Beberapa SNPs yang berada pada lokasi non-coding regions, lanjutnya, ternyata juga dapat mempengaruhi stabilitas mRNA dan kecepatan transkripsinya. Perbedaan sekecil apapun dapat mempengaruhi fungsinya. Oleh sebab itu, dapat diduga bahwa perubahan dalam struktur dan fungsi protein yang menjadi target kerja obat akan mempengaruhi respon obat dalam tubuh.
Menurutnya, beberapa gen yang bertanggungjawab sandi ekspresi dari enzim-enzim metabolisme obat, yaitu CYP2C19, CYP2D6, CYP2C9, dan SLCO1B1. Variasi struktur dan fungsi dari enzim-enzim tersebut dapat menyebabkan meningkatnya efek samping dari berbagai jenis obat.
"Hingga 70 persen dari reaksi obat yang merugikan ini memiliki hubungan genetik yang tinggi, yang berarti bahwa bahaya tersebut dapat dengan mudah dihindari dengan pengujian genetik.
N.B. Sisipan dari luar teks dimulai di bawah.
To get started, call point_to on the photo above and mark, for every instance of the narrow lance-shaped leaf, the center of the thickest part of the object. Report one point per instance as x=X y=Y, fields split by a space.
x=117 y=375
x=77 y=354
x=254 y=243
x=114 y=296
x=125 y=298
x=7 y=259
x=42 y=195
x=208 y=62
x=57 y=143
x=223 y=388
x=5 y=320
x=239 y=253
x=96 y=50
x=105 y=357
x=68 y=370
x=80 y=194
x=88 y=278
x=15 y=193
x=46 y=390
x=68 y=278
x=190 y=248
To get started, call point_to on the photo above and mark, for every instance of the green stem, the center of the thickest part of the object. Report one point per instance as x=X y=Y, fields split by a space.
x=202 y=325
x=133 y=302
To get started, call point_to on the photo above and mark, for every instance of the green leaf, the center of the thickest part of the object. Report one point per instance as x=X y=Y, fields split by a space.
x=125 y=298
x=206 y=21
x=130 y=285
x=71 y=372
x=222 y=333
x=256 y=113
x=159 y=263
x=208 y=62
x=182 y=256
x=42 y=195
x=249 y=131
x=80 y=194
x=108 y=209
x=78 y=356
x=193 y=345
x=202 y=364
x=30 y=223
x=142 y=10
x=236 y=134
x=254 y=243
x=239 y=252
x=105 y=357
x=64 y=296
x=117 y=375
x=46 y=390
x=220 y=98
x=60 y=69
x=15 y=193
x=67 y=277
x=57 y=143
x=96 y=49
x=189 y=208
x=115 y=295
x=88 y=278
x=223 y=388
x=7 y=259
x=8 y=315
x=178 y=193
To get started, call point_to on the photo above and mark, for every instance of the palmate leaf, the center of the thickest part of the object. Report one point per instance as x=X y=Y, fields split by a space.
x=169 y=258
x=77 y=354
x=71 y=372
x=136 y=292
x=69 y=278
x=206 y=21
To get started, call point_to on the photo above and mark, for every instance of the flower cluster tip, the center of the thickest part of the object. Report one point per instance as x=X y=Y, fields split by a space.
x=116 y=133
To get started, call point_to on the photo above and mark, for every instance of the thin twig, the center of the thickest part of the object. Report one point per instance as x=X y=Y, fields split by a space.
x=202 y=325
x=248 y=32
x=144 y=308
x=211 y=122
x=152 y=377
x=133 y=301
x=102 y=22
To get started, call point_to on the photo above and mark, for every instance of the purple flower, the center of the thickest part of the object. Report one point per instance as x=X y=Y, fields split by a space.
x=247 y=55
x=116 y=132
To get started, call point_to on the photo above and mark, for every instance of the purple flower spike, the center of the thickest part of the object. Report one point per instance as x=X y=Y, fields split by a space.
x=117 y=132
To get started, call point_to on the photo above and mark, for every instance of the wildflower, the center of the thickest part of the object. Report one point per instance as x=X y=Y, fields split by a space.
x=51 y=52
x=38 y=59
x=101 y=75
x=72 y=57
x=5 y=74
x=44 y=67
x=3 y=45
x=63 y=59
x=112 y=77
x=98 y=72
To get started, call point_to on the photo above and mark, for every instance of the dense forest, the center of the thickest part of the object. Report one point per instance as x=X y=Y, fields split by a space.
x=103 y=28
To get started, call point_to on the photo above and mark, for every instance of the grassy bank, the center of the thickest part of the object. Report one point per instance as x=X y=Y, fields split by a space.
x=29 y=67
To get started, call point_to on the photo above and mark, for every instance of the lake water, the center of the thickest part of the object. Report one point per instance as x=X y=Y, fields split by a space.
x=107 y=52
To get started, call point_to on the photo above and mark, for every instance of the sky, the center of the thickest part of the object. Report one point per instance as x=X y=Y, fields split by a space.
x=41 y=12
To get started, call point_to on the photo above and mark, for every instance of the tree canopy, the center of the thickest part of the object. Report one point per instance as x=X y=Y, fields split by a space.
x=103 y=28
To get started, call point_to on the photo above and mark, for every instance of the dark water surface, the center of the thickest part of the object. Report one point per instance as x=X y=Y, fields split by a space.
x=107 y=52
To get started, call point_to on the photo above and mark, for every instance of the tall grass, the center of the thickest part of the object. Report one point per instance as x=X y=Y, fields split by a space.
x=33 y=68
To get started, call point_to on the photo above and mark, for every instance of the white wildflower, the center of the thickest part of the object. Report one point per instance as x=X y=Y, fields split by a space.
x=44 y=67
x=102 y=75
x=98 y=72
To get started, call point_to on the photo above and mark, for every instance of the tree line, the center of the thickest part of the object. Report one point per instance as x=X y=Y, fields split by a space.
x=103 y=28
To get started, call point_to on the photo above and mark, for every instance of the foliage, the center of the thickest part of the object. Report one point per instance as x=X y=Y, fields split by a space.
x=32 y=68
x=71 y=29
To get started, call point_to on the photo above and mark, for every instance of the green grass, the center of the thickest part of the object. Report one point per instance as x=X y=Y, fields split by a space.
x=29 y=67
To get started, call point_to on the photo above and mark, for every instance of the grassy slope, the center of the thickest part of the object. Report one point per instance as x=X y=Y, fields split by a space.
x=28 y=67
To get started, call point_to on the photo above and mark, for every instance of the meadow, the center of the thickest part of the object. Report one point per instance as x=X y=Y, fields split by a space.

Berdasarkan latar belakang tersebut, Laboratorium Klinik CITO menghasilkan produk terbaru farmakogenomik yang tujuannya untuk memilih obat yang tepat terhadap individu (personalized medicine) berdasarkan profil genetik, sehingga tidak ditemukan kembali adanya ADR," katanya.
Baca juga: Kendalikan limbah komunal, Pemkot Pekalongan lakukan uji laboratorium
Produk tersebut diberi nama 'CitoGen Pharmaco-Gx'. Produk tersebut juga dianalisis menggunakan software berbasis genetik yang menggunakan bioinfomatika ras Asia, software ini berfungsi mengumpulkan dan menganalisis data yang dihasilkan dari staff laboratorium kami. Hasil dari pemeriksaan produk ini juga terdapat rekomendasi-rekomendasi yang akan membantu dokter untuk memberikan obat yang sesuai untuk pasiennya," terangnya.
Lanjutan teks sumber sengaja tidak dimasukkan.